LCD Views has received disturbing rumours from our entertainment correspondent in Brussels this afternoon suggesting the inventor of Ali G and other comic characters has been placed under house arrest while EU business leaders visit with Ms May to determine if she is real.
“We are serious people,” a representative for the twelve business leaders visiting the UK purportedly said.
“It has been suspected for some time that the United Kingdom is currently being run by an improvisation acting group. We aim to find out if this is so once and for all. Remember, the lives of millions are affected by the UK government’s actions, whether they realise it or not.”
Confirmation that Theresa May, and other key government ministers, are actually actors would make sense of a lot that has gone on across the channel from the mainland for the last eighteen months.
“We thought further,” the representative advised, “if Ms May is now being played by a comedian, who is the most likely to pull it off? Why, Mr Baron Cohen of course.”
To this end it is believed a court order was sought, granted and enforced during the night to take the famous inventor of crazed characters into custody until the delegation of twelve had actually met the person currently pretending to be British prime minister.
“It seems they are two different people,” the spokesman later added, “although special effects are so advanced these days, it could be the representatives actually met with a simulation being broadcast. So we are going to have to keep Mr Cohen for a little bit longer to be certain.”

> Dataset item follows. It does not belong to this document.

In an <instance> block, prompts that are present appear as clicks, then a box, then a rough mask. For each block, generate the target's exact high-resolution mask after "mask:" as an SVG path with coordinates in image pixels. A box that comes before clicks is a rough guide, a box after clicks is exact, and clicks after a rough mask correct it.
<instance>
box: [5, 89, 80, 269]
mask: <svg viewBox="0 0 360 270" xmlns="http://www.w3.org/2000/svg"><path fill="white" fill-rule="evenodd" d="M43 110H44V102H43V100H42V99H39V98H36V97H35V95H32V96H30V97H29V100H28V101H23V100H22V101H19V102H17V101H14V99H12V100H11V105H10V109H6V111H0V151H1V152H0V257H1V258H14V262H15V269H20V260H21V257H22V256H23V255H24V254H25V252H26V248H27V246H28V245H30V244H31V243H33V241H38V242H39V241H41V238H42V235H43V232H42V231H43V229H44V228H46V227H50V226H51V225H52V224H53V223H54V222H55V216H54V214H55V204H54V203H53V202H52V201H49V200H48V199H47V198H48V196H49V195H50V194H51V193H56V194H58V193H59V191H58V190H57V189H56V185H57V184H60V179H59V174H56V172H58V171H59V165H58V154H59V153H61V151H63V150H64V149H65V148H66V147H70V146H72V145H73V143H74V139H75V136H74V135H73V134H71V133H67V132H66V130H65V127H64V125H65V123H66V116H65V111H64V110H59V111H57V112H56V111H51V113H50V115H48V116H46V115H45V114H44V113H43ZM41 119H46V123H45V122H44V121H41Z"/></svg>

Apparently the meeting didn’t settle the issue because Ms May, or whoever is currently playing her, sat through the entire meeting repeating endlessly, “the best deal for Britain”, while across a table from twelve people already enjoying the best deal possible and puzzled as to what on Earth she thought she could achieve.
“It is probably, and perhaps more worryingly, true that Ms May is a real person. Mr Cohen is very funny. What we are seeing now with the United Kingdom is more like a stage adaptation of ‘The Shining’.”